Usually, I look at the eigenvalues of the matrix to determine stability of solutions, but since there is no matrix here, how do I approach this?
Edit: the solutions are $x(t)=\frac{1}{c-t}$, but what can I do with this?
On
Qualitative analysis of ODEs gives an answer to the questions. Namely, the behaviour of solutions of $x' = f(x)$ follows from the form of function $f(x)$. Zeros of $f(x)$ gives stationary points, so $x$ approaches asymptotically to them, provided that an appropriate initial condition is taken. From the equation, it follows that $f(x)$ is a rate of variation of $x$. Therefore, if $f(x) > 0$, then x grows, while, when $f(x) < 0$, $x$ decreases.
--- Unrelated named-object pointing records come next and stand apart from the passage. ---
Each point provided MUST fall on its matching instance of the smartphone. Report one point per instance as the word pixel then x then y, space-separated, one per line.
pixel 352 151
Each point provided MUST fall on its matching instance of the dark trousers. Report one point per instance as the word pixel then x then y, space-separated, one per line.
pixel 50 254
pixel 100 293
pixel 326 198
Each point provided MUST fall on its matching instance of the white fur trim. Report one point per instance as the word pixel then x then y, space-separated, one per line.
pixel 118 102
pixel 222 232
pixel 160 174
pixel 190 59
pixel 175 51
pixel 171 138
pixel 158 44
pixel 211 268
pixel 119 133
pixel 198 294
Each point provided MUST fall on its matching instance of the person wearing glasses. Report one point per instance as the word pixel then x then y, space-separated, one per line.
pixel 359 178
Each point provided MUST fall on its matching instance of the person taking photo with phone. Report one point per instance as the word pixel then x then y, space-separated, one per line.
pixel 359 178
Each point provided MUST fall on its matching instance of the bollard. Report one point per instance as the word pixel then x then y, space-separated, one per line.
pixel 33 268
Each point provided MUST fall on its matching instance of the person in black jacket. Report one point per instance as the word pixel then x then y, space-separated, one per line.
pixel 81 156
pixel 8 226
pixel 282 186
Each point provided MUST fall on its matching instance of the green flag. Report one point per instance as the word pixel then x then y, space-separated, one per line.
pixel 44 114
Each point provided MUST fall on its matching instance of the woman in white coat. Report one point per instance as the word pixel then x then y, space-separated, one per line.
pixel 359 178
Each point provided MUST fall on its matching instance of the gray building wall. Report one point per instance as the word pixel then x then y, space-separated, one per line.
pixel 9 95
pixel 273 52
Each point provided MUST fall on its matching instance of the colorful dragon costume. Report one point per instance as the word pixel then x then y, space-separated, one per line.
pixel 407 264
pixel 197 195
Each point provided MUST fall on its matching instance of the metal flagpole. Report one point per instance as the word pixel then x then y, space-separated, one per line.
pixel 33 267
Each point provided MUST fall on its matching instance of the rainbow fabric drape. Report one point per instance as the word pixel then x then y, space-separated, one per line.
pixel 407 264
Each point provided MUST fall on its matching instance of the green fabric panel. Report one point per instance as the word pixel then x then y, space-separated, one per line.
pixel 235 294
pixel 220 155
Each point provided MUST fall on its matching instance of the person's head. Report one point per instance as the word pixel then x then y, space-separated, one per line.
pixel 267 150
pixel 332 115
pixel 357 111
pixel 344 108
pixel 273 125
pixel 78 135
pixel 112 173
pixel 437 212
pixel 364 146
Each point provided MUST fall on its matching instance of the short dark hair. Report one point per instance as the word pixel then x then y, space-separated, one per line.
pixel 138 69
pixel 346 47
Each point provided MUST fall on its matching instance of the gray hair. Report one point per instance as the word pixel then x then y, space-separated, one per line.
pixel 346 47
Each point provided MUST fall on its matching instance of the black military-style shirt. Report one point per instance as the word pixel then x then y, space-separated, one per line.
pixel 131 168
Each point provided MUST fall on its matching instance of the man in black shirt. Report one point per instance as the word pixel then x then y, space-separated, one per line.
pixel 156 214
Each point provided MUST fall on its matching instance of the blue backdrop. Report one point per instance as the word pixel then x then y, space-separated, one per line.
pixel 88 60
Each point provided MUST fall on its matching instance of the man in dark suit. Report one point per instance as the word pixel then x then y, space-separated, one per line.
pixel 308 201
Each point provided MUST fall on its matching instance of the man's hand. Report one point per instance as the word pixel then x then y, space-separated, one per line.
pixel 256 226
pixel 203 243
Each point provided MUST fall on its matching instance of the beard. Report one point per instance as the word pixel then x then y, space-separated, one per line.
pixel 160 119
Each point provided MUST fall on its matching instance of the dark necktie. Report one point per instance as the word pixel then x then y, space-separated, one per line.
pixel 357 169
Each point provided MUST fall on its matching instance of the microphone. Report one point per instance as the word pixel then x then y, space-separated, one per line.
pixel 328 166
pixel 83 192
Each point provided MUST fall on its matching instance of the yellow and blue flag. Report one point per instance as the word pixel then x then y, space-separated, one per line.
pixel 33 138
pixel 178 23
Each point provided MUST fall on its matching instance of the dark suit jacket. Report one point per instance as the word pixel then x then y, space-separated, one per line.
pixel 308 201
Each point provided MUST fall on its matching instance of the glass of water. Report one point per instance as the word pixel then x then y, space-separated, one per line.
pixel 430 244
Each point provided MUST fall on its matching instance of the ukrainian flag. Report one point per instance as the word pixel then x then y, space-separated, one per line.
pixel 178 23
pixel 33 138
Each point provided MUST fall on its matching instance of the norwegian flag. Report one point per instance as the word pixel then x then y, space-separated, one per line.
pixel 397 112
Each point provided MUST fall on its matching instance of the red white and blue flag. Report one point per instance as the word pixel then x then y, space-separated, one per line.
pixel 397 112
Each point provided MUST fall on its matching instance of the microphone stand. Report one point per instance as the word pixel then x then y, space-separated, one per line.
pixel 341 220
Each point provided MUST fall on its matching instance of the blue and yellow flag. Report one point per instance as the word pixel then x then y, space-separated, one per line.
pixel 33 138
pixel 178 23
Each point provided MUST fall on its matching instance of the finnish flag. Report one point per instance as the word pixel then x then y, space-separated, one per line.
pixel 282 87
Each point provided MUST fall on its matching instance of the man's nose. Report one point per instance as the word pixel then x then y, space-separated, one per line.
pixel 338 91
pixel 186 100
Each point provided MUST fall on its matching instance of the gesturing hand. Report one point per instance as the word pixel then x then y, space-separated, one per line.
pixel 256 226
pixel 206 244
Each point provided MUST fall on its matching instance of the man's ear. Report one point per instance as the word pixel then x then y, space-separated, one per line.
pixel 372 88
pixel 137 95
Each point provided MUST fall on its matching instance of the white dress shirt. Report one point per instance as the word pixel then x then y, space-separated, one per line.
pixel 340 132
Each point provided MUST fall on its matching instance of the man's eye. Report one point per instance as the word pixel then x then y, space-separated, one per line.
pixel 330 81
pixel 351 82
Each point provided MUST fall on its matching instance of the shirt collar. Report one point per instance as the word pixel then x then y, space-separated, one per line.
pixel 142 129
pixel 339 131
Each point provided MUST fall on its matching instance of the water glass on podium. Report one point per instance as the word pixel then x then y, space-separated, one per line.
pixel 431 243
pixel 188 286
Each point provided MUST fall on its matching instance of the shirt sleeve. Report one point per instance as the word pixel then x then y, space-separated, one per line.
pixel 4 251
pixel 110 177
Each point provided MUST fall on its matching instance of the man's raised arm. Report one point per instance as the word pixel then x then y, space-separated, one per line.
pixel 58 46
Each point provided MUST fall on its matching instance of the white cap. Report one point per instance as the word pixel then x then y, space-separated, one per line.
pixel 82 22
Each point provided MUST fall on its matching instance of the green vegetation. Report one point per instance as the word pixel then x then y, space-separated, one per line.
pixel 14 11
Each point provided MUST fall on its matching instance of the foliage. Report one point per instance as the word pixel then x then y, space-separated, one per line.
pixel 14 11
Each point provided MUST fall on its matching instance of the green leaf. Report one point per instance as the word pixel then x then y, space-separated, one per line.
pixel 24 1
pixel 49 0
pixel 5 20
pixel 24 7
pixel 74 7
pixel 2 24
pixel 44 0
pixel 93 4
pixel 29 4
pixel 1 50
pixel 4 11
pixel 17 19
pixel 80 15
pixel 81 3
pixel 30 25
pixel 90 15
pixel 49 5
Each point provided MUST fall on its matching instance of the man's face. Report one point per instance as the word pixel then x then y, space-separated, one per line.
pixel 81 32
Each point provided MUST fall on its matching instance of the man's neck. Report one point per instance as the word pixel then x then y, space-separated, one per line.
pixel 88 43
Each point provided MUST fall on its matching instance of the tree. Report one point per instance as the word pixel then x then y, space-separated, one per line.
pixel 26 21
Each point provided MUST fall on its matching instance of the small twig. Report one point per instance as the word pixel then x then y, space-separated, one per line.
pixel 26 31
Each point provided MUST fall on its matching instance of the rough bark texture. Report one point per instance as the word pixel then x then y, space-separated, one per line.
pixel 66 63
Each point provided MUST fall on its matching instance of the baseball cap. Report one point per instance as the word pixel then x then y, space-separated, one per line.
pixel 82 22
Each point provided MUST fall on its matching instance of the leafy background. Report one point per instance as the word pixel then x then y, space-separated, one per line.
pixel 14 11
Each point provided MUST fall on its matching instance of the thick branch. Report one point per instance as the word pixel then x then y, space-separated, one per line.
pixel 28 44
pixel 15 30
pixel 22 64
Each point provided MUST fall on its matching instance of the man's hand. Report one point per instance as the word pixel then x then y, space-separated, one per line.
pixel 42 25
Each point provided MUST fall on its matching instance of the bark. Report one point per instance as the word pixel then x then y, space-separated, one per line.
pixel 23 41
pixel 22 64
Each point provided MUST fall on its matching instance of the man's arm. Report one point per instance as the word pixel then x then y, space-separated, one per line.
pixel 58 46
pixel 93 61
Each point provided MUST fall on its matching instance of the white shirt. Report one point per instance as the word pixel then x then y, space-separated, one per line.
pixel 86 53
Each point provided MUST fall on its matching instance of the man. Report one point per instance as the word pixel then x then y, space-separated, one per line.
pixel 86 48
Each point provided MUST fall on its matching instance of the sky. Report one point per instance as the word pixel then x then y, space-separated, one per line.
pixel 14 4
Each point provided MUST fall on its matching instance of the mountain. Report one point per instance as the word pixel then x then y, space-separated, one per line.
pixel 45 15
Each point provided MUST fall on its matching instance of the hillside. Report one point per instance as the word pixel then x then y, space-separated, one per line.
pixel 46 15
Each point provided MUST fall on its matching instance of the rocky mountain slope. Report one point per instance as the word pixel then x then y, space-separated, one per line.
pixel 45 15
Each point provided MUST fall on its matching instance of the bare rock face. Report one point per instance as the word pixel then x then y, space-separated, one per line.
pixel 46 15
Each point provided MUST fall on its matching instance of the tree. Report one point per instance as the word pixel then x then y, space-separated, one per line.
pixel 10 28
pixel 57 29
It is helpful to plot $f(x)$ as a function of $x$, then those $x$ that have positive (negative) $f(x)$ are increased (are decreased). These arguments can be easily appiled for the equation in the question.
suppose $x(0) = k.$ then the solution is $$x = \frac 1{t + 1/k }, -1/k < t < \infty$$ the graph is monotone increasing on the domain and $\lim_{t \to \infty} x(t) = 0.$
this solution approaches zero but not expentailly; it approaches zero like $\frac1t.$ i don't this the solution is asymptotically stable; just stable.